Pembroke College Cambridge

Lieder in Pembroke: Interview with Joseph Middleton (Part 1)

The Sir Arthur Bliss Song series is a series of performances of Lieder Music held in the Old Library.

image2This term we have so far heard stunning performances from Kathryn Rudge and Jennifer Johnston, and can look forward to the final concert of term from Ashley Riches.  All the artists are accompanied by College Musician and highly-acclaimed Lieder musician Joseph Middleton.  In this two-part blog, he talked to Kit Smart about Lieder and music in Pembroke.  You can read part 2 for more about the Bliss series, and the intense intellectual and musical work required to be a top-class Lieder musician.

You can buy tickets for the next recital here

 

 

 

I wondered if you could explains, for the uninitiated, what Lieder music is and why it works so well in the Old Library?

Lieder is just the German word for songs, and it was born in the late 18th century and had its hey-day in the 19th century with composers like Schubert, Schumann, Brahms, Wolf, and Strauss. It’s a very intimate thoughtful art form. It obviously involves voices, but unlike opera where you have a set and lighting and lots of other characters, with Lieder you tend to just have one voice, no set, nothing at all, just a voice trying to convey poetry set to music, in its most refined form I think. The voice is often accompanied by just the piano, and the piano part is of equal importance to the voice, often commenting on the subtext of the poem.

Lieder works brilliantly here because Pembroke has a stunning venue, the Old Library, which is the perfect size for this type of art form.  Most Lieder by composers such as Schubert and Schumann were written for the home, and would have been performed for perhaps 12 or so people, and for this reason it lends itself to quite small venues where singers don’t have to push their voices, they can sing comfortably and with their primary concern being for the clarity of text.  So it works brilliantly here because the Old Library is just the right size and it suits voices really well.  Voices can sing as softly as they like and the room helps it still to speak, and they can sing really full and it doesn’t get overblown. It’s a really good space and I find when I travel all over the world doing concerts, and particularly in the states where they love a large concert hall, for instance the Lincoln Centre, trying to play a song written for a group of 12 people to a two and a half thousand seater room, it takes on a completely different life.  It’s not necessarily better or worse but its certainly different. I suspect most singers who enjoy singing Lieder would prefer to sing in a room like the Old Library. It just feels closer to the composer’s intentions.

There’s a Pembroke Lieder scheme, what is that about?

So every year we audition singers and pianists who are perhaps looking to go to a music college for postgraduate study, and the Lieder scheme is meant to be something of a bridge. It introduces them to the type of work they might do if they end up doing a postgraduate degree at the Royal Academy of Music or the Guildhall.  So if they get onto the scheme they get coaching from me twice each term, and I also invite in highly respected singers to work with them, so it’s a great way for them to meet internationally acclaimed stars at the top of their game, and work with them in a small space where it feels very safe for them to explore different ways of singing, different interpretations.  As part of the scheme we also have a public masterclass in the spring term and a final concert as well.  It’s heartening because this is the third or the fourth year we’ve run the scheme, and every year all of the singers and pianists on the scheme who wanted to go to a music college got in and got full scholarships. It’s a great form of musical training and there’s nothing else like it in Cambridge.

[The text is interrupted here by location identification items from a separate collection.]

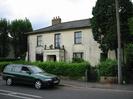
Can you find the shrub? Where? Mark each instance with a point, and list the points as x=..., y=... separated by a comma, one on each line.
x=77, y=60
x=64, y=69
x=58, y=68
x=108, y=68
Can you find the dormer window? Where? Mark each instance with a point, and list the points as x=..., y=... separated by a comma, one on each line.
x=78, y=37
x=39, y=40
x=57, y=40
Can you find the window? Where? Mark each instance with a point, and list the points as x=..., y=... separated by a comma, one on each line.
x=25, y=69
x=39, y=40
x=78, y=55
x=16, y=68
x=57, y=40
x=39, y=57
x=78, y=37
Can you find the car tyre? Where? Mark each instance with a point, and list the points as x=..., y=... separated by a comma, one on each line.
x=9, y=81
x=38, y=84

Of course the University offers the highly successful instrumental awards scheme, and there’s also much provision for people who want to study organ and choral singing but there’s nothing like this, and I think it’s a really vital thing that we do here.

Yes, that was your original task I believe, to do the non-chapel music

Yes, and it’s been great. It’s something I love doing and I know from the feedback we’ve had that the students get a lot out of it as well.  Cambridge is such an amazing place for doing a lot of things, and occasionally it feels like people are spread too thinly.  The point of the Lieder scheme is that, rather than picking a lot of songs, they perhaps pick ten or so songs and we really work on them in depth over the course of an academic year. In an hour’s coaching we might do one page of one song and really talk about the text, where it was from, why it was written, why the composer was inspired to take this text down off his shelf and set it.  So it’s working a lot with imagination.

You’ve said before that if it’s in a different language you’ll ask the singer to read through in English so that they really engage with the text, and I think even to an untrained ear you can absolutely hear the difference that makes.

I think it’s really vital that singers and pianists know every single word of what they’re singing.  That sounds really obvious, but it’s surprising how many times - and I do this as well – you get an English text, and if you speak English as your first language, you get a general gist but don’t really dig deep into it and engage with what it’s really about.  We spend a lot of time on that, a lot of time translating the likes of Goethe and Verlaine.  I think our job as performers is to put across in the best possible light these scores, and as clearly as we can.